[BUG]Nan in gradients of scaled_dot_product_attention operation with mem_efficient backend #125674

walkacross · 2024-05-07T10:19:14Z

🐛 Describe the bug

reproduce the bug

@mstebelev found out that memory efficient attention kernel on float32 cuda tensors gives nan gradients despite inputs and incoming gradient are reasonably limited. Math backend doesn't produce nans with this input.

below for a minimal and simple script to reproduce the issue(from @otto-dev)

$ pip show torch
Name: torch
Version: 2.4.0.dev20240427+cu121

$ python --version
Python 3.11.6

import torch
import torch.nn as nn
import torch.optim as optim

embed_dim = 1024
batch_size = 32
seq_length = 50
num_iterations = 100000
learning_rate = 0.01
device = torch.device("cuda")
torch.autograd.set_detect_anomaly(True)

# Initialize model
model = nn.TransformerEncoderLayer( embed_dim, 16, dropout=0.01, batch_first=True).to(device)
optimizer = optim.Adam(model.parameters(), lr=learning_rate)
inputs = torch.full((seq_length, batch_size, embed_dim), 1000.0, device=device)

# Training loop
for i in range(num_iterations):
    print(f'Iteration {i + 1}')
    optimizer.zero_grad()
    output = model(inputs)
    loss = output.mean()
    loss.backward()
    optimizer.step()

Turns out it's very easy to reproduce: Train a TransformerEncoderLayer on a tensor that contains nothing but the number 1000 a few times.
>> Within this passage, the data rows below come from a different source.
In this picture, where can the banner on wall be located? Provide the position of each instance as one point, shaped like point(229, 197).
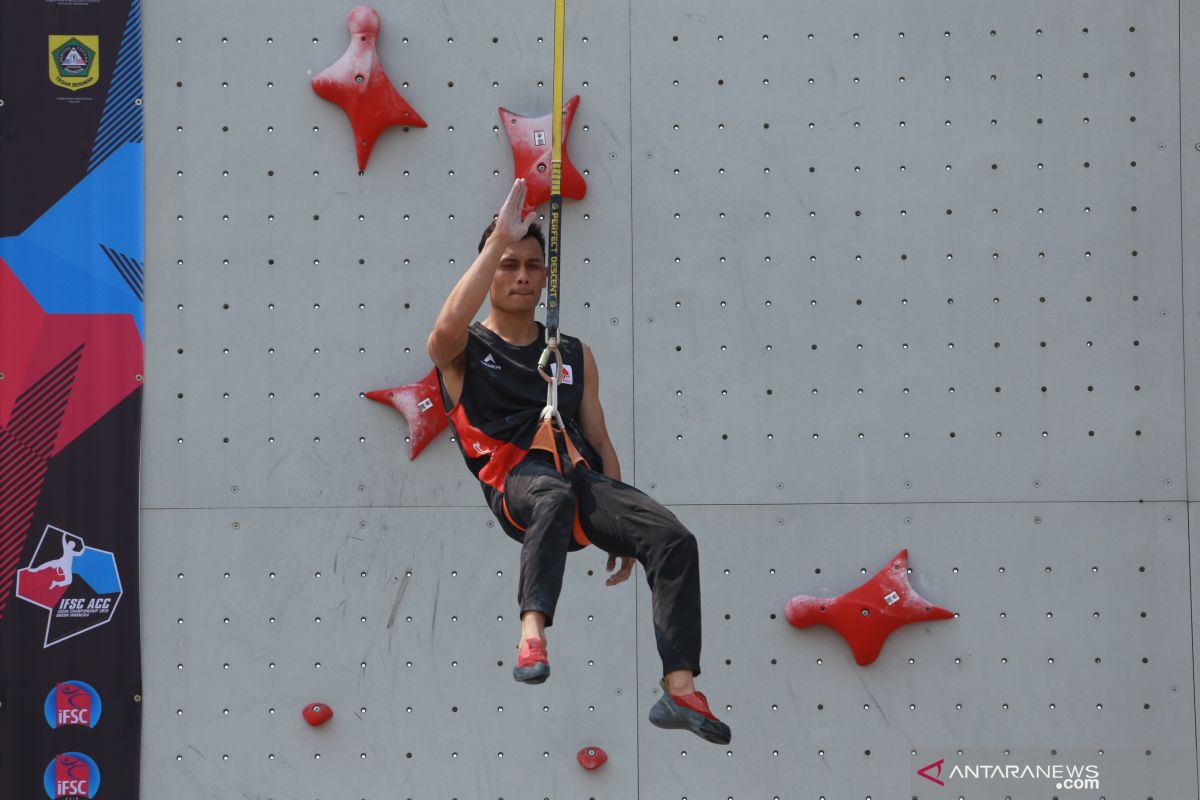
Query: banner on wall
point(71, 361)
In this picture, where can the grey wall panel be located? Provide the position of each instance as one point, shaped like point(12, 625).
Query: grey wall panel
point(1189, 198)
point(286, 305)
point(247, 602)
point(885, 314)
point(1047, 650)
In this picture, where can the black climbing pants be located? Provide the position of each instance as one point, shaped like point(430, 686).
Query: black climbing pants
point(619, 519)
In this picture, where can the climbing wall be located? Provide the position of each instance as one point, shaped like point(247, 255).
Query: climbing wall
point(858, 280)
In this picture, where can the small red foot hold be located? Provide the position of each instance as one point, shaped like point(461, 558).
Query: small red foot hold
point(533, 151)
point(317, 714)
point(867, 615)
point(421, 405)
point(592, 758)
point(358, 83)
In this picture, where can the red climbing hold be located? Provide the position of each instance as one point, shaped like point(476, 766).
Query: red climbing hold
point(533, 151)
point(316, 714)
point(421, 405)
point(867, 615)
point(358, 83)
point(592, 757)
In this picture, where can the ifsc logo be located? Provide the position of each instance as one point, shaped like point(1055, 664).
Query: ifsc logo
point(78, 585)
point(72, 703)
point(71, 776)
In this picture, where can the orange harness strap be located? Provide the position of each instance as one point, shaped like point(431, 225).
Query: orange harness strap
point(546, 439)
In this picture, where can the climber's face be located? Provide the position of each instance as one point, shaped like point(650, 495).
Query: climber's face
point(520, 278)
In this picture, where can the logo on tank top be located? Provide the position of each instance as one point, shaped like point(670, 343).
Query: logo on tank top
point(568, 377)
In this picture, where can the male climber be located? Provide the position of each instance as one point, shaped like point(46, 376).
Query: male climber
point(495, 395)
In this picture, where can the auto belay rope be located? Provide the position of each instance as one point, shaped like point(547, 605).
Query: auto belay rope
point(551, 427)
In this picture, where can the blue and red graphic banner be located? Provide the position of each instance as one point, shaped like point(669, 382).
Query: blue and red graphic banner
point(71, 362)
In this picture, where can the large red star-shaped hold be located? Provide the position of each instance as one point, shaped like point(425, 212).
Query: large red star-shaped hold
point(867, 615)
point(421, 405)
point(358, 83)
point(533, 151)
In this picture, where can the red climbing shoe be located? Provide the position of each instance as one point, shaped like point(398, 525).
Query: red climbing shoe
point(533, 666)
point(689, 711)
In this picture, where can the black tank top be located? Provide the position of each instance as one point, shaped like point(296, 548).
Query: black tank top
point(502, 400)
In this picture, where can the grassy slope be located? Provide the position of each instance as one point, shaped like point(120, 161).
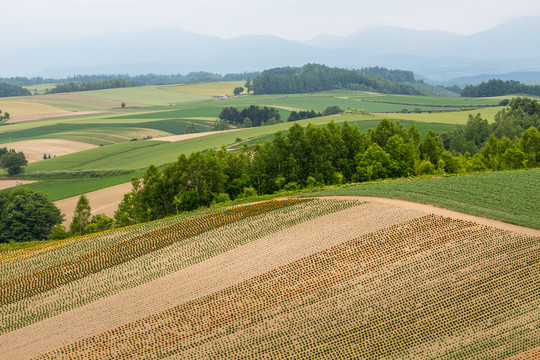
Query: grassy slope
point(174, 119)
point(510, 196)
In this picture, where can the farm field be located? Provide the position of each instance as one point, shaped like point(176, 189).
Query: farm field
point(350, 277)
point(149, 114)
point(34, 149)
point(510, 196)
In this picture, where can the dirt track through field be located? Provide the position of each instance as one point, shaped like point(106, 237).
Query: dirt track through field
point(219, 272)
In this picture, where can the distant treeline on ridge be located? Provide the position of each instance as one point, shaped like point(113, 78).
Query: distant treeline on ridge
point(92, 85)
point(140, 80)
point(315, 77)
point(12, 90)
point(496, 87)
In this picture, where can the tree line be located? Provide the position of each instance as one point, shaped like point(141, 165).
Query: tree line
point(12, 90)
point(511, 122)
point(309, 156)
point(254, 116)
point(315, 77)
point(92, 85)
point(140, 80)
point(12, 161)
point(497, 87)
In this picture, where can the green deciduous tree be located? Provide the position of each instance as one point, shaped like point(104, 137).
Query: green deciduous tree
point(13, 162)
point(100, 222)
point(27, 215)
point(81, 217)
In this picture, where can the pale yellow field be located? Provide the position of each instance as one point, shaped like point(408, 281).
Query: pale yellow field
point(454, 117)
point(208, 89)
point(101, 201)
point(6, 184)
point(34, 149)
point(18, 108)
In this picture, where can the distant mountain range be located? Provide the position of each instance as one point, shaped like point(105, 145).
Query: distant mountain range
point(510, 48)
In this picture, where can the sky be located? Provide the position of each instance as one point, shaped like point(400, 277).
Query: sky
point(38, 21)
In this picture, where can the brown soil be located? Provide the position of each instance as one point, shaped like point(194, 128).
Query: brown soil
point(527, 355)
point(181, 137)
point(34, 149)
point(448, 213)
point(204, 278)
point(222, 271)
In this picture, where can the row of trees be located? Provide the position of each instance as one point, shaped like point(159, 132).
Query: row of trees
point(511, 122)
point(4, 117)
point(392, 75)
point(315, 77)
point(12, 161)
point(312, 155)
point(26, 215)
point(143, 79)
point(12, 90)
point(497, 87)
point(256, 116)
point(252, 116)
point(92, 85)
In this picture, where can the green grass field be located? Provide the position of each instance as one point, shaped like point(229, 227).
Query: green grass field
point(510, 196)
point(196, 104)
point(58, 189)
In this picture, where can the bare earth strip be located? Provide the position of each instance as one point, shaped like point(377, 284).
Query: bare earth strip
point(218, 273)
point(527, 355)
point(39, 116)
point(101, 201)
point(443, 212)
point(6, 184)
point(215, 274)
point(175, 138)
point(34, 149)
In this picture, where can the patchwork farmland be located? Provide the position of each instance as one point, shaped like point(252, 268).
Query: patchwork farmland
point(299, 278)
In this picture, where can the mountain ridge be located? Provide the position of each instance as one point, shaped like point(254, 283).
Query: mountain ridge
point(437, 55)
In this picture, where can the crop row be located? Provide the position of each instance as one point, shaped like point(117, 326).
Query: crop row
point(23, 261)
point(165, 261)
point(118, 253)
point(275, 311)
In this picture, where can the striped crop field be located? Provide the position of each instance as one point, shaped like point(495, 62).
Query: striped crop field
point(293, 278)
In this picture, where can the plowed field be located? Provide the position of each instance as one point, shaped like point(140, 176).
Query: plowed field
point(313, 278)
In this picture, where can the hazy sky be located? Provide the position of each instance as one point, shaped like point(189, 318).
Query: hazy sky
point(28, 21)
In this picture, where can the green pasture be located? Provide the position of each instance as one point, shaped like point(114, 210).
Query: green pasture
point(409, 100)
point(319, 103)
point(363, 125)
point(105, 131)
point(510, 196)
point(58, 189)
point(207, 89)
point(140, 154)
point(39, 88)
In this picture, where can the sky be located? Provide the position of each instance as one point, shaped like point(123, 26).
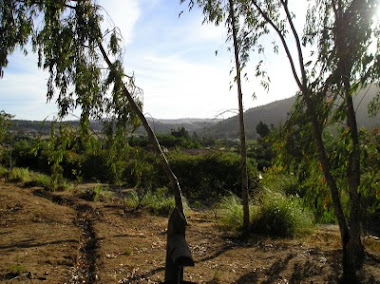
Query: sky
point(174, 62)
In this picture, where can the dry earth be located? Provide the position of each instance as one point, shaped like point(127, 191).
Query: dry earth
point(59, 238)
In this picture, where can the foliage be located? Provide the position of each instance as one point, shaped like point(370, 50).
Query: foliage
point(131, 200)
point(159, 202)
point(19, 175)
point(279, 215)
point(3, 172)
point(231, 213)
point(207, 176)
point(101, 193)
point(42, 180)
point(17, 269)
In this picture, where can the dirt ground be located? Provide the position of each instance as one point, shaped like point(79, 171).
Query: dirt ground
point(59, 238)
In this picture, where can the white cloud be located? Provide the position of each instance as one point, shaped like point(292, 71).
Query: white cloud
point(124, 15)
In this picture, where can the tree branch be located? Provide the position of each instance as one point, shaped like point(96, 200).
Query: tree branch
point(283, 41)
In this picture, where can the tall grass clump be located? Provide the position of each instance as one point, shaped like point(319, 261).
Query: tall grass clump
point(278, 215)
point(158, 202)
point(231, 213)
point(101, 193)
point(131, 200)
point(3, 172)
point(19, 175)
point(42, 180)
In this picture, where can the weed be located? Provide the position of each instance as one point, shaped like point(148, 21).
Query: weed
point(280, 216)
point(158, 203)
point(3, 172)
point(16, 270)
point(19, 175)
point(101, 193)
point(132, 200)
point(128, 251)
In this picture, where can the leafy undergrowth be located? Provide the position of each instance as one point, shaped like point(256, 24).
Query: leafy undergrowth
point(41, 242)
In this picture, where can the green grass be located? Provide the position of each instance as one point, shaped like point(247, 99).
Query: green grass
point(19, 175)
point(102, 193)
point(131, 200)
point(3, 172)
point(17, 269)
point(231, 213)
point(158, 203)
point(273, 214)
point(278, 215)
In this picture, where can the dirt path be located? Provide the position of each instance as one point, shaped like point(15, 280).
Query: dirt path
point(85, 269)
point(60, 238)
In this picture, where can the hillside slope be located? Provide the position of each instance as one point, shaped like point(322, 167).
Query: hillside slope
point(276, 113)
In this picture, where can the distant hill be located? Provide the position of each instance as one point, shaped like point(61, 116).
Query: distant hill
point(277, 112)
point(274, 113)
point(33, 127)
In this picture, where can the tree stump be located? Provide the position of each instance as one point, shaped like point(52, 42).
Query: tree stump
point(178, 254)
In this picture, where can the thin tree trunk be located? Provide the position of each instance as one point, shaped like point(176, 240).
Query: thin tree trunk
point(243, 146)
point(153, 139)
point(353, 250)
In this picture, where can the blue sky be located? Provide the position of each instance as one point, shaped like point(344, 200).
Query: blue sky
point(172, 58)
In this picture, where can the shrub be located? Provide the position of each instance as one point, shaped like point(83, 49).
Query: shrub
point(278, 215)
point(210, 175)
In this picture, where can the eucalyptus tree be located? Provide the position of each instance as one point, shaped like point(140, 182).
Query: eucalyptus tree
point(343, 37)
point(216, 12)
point(84, 62)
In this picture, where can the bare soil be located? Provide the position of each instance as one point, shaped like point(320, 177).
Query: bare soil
point(59, 238)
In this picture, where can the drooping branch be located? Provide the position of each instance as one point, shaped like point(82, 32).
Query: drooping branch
point(283, 41)
point(152, 137)
point(298, 42)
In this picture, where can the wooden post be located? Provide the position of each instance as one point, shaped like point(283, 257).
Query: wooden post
point(178, 253)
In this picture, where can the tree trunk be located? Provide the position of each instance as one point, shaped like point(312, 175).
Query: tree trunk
point(353, 250)
point(243, 146)
point(153, 139)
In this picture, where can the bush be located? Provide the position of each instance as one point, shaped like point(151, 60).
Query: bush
point(41, 180)
point(278, 215)
point(211, 175)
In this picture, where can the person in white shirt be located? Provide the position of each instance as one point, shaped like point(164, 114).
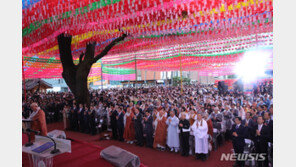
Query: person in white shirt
point(200, 132)
point(173, 135)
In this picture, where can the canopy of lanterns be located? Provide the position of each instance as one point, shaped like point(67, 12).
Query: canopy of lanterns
point(209, 36)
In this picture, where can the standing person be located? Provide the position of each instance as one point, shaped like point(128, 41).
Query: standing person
point(227, 115)
point(249, 126)
point(74, 118)
point(129, 129)
point(210, 127)
point(86, 119)
point(172, 136)
point(261, 141)
point(113, 114)
point(200, 131)
point(184, 126)
point(65, 117)
point(148, 129)
point(160, 131)
point(138, 127)
point(238, 140)
point(80, 117)
point(269, 123)
point(120, 123)
point(38, 121)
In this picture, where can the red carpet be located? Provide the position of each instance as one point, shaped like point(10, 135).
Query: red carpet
point(87, 154)
point(83, 154)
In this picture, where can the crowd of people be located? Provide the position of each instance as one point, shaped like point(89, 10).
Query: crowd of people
point(193, 122)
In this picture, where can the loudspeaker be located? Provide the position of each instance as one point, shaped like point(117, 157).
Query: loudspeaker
point(120, 157)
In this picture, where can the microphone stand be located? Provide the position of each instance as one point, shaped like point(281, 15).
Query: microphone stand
point(55, 150)
point(29, 143)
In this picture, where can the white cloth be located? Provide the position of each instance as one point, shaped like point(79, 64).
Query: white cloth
point(187, 116)
point(201, 136)
point(172, 135)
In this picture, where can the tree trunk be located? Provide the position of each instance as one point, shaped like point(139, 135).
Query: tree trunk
point(75, 76)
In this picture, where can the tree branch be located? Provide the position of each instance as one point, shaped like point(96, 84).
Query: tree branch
point(64, 43)
point(107, 48)
point(90, 52)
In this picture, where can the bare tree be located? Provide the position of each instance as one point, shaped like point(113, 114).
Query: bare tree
point(76, 75)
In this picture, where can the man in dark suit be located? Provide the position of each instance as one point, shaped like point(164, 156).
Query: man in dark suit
point(261, 141)
point(238, 140)
point(138, 127)
point(113, 115)
point(269, 123)
point(120, 124)
point(148, 129)
point(92, 121)
point(80, 117)
point(249, 126)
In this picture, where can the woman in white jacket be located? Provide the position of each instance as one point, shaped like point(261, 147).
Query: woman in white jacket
point(200, 132)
The higher the number (here, 1000), the quicker the error occurs.

Reproduction script:

$ python repro.py 
Iteration 1
Iteration 2
Iteration 3
Iteration 4
Iteration 5
/otto-dev/venv/lib/python3.11/site-packages/torch/autograd/graph.py:767: UserWarning: Error detected in ScaledDotProductEfficientAttentionBackward0. Traceback of forward call that caused the error:
  File "/otto-dev/repro.py", line 22, in <module>
    output = model(inputs)
  File "/otto-dev/venv/lib/python3.11/site-packages/torch/nn/modules/module.py", line 1532, in _wrapped_call_impl
    return self._call_impl(*args, **kwargs)
  File "/otto-dev/venv/lib/python3.11/site-packages/torch/nn/modules/module.py", line 1541, in _call_impl
    return forward_call(*args, **kwargs)
  File "/otto-dev/venv/lib/python3.11/site-packages/torch/nn/modules/transformer.py", line 748, in forward
    x = self.norm1(x + self._sa_block(x, src_mask, src_key_padding_mask, is_causal=is_causal))
  File "/otto-dev/venv/lib/python3.11/site-packages/torch/nn/modules/transformer.py", line 756, in _sa_block
    x = self.self_attn(x, x, x,
  File "/otto-dev/venv/lib/python3.11/site-packages/torch/nn/modules/module.py", line 1532, in _wrapped_call_impl
    return self._call_impl(*args, **kwargs)
  File "/otto-dev/venv/lib/python3.11/site-packages/torch/nn/modules/module.py", line 1541, in _call_impl
    return forward_call(*args, **kwargs)
  File "/otto-dev/venv/lib/python3.11/site-packages/torch/nn/modules/activation.py", line 1266, in forward
    attn_output, attn_output_weights = F.multi_head_attention_forward(
  File "/otto-dev/venv/lib/python3.11/site-packages/torch/nn/functional.py", line 5527, in multi_head_attention_forward
    attn_output = scaled_dot_product_attention(q, k, v, attn_mask, dropout_p, is_causal)
 (Triggered internally at ../torch/csrc/autograd/python_anomaly_mode.cpp:111.)
  return Variable._execution_engine.run_backward(  # Calls into the C++ engine to run the backward pass
Traceback (most recent call last):
  File "/otto-dev/repro.py", line 24, in <module>
    loss.backward()
  File "/otto-dev/venv/lib/python3.11/site-packages/torch/_tensor.py", line 523, in backward
    torch.autograd.backward(
  File "/otto-dev/venv/lib/python3.11/site-packages/torch/autograd/__init__.py", line 267, in backward
    _engine_run_backward(
  File "/otto-dev/venv/lib/python3.11/site-packages/torch/autograd/graph.py", line 767, in _engine_run_backward
    return Variable._execution_engine.run_backward(  # Calls into the C++ engine to run the backward pass
           ^^^^^^^^^^^^^^^^^^^^^^^^^^^^^^^^^^^^^^^^^^^^^^^^^^^^^^^^^^^^^^^^^^^^^^^^^^^^^^^^^^^^^^^^^^^^^^
RuntimeError: Function 'ScaledDotProductEfficientAttentionBackward0' returned nan values in its 0th output.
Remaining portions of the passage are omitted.